Several months ago I posted pictures of plane totes I repaired on Instagram. A couple of my followers asked if I could make a video showing how I do it. So, I obliged and posted a video. Here is the video.
Last year I bought a couple of Italian made Corradi Gold Rasps direct from Italy; a 6″ round and a 10″ cabinet rasp. While I absolutely loved using them, they were painful to use without a proper handle. The tip of the tang would dig into the palm of my hand causing great pain. Corradi sells handles for their rasps, but I figured I could make my own easily enough.

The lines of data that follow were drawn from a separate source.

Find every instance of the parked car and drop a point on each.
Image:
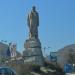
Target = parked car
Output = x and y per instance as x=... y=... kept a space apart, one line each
x=7 y=71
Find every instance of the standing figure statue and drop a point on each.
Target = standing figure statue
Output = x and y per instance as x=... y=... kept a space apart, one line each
x=33 y=23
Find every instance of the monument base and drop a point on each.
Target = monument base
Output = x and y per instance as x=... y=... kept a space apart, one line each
x=33 y=52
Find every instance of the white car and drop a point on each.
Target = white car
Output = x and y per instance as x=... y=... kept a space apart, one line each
x=7 y=71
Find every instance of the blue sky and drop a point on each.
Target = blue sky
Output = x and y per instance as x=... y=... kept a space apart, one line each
x=57 y=22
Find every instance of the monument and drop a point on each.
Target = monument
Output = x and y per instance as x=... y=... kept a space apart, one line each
x=33 y=52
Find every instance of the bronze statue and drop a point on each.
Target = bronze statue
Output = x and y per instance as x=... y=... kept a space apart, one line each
x=33 y=23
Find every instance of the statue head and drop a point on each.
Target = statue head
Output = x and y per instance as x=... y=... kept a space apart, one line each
x=33 y=8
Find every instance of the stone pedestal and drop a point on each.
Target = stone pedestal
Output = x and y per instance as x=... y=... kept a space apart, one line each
x=33 y=51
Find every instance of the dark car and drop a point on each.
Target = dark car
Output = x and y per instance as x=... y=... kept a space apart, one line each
x=7 y=71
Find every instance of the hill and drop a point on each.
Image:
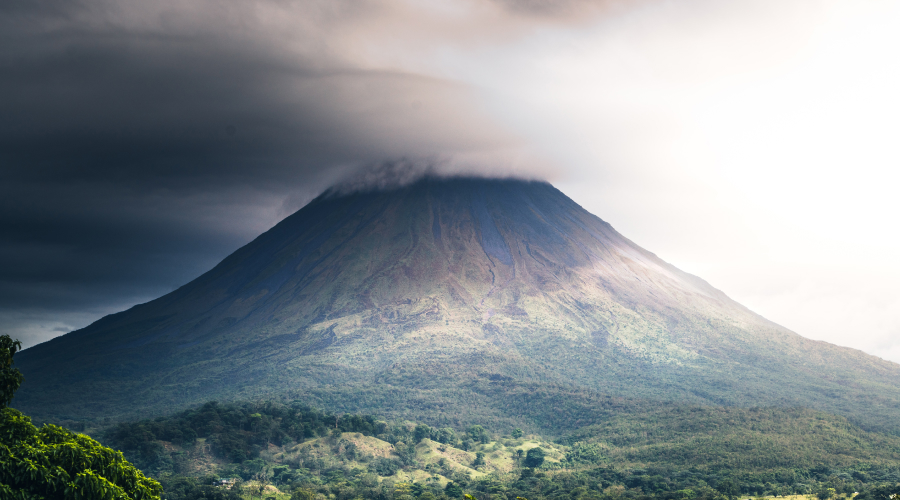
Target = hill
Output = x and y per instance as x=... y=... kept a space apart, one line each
x=678 y=452
x=449 y=301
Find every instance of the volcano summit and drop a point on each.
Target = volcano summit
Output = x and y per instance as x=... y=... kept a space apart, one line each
x=449 y=300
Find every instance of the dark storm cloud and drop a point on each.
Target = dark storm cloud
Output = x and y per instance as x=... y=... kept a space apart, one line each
x=140 y=142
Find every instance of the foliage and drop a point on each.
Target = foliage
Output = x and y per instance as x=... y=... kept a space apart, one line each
x=10 y=378
x=534 y=458
x=236 y=432
x=54 y=462
x=668 y=453
x=190 y=488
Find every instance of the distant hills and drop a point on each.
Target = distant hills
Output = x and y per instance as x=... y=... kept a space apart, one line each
x=450 y=301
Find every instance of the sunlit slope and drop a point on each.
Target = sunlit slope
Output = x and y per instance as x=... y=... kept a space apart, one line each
x=427 y=300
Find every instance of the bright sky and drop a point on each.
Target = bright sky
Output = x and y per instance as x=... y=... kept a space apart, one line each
x=753 y=143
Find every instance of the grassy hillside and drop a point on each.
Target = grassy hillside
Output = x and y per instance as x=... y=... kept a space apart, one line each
x=452 y=302
x=669 y=453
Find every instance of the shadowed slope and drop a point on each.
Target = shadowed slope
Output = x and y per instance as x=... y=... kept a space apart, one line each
x=448 y=299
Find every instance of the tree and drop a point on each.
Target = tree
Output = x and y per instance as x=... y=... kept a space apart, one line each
x=477 y=433
x=453 y=490
x=10 y=378
x=421 y=432
x=534 y=458
x=54 y=462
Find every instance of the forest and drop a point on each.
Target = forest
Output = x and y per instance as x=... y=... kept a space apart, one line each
x=290 y=450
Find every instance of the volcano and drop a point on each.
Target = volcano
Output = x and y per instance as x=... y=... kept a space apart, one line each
x=449 y=300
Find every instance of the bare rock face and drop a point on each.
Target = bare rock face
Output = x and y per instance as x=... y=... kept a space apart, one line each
x=449 y=300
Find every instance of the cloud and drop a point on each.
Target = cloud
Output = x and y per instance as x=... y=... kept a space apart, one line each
x=143 y=141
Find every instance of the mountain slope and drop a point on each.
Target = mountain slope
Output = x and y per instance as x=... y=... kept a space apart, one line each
x=453 y=299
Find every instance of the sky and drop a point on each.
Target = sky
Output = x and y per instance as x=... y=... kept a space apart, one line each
x=752 y=143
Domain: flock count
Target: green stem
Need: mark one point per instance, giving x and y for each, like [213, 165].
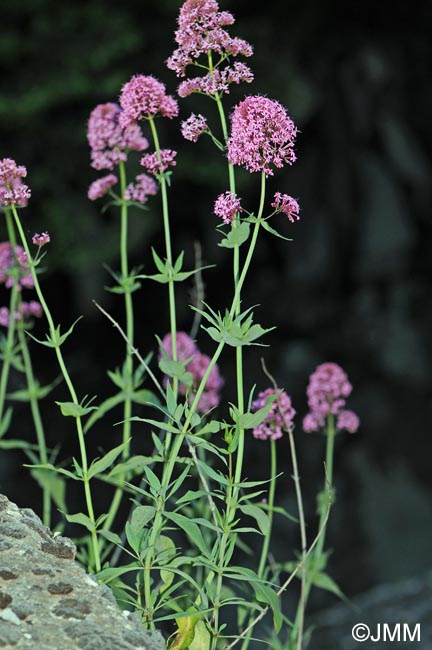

I use these rasps to shape and make new pieces of wood for the top of my rosewood plane totes. Their small size makes it nice to work into the tight curves of the handle and the small hole for the threaded rod. At a 6 cut, they are aggressive enough to make quick work of removing the wood, but with their advanced stitching, they don’t leave big tool marks on the wood’s surface. In the photo below, there is a small black line near the top of the tote that distinguishes the original Brazilian rosewood and the new piece of cocobolo. I use cocobolo because Brazilian rosewood is nearly impossible to get nowadays and cocobolo is in the same species of wood. While the color of the woods are not an exact match, they’re good enough to make the tote look nice again.
I started making the handle with a scrap piece of apple about 12″ long and chucked it into my lathe.
Then, using a template handle I had when I bought an old knife sharpener, I used my parting tool and calipers to mark and measure the details of the handle.
After everything was turned to my satisfaction, I took some of my lathe shavings and burnished the wood to a nice sheen.
In order for the handle to fit in the tang of the rasp securely, I drilled a small pilot hole as plum as possible down the center of the handle. The drill bit was the size of the very tip of the tang of the rasp so it would fit tight when driven into the handle.
Next, I took my blow torch and carefully heated the tip of the rasp so I could burn into the handle. It took a couple of tries as I didn’t want to burn it in all at once. On the second burn, the rasp seated nicely into the handle and I was unable to pull it out.
The final touch was to simply apply a couple coats of oil on the handles. These handles were extremely simple to make. In fact, it took less that 30 minutes to make both. Why I didn’t make them last year when I originally bought the rasps I have no idea.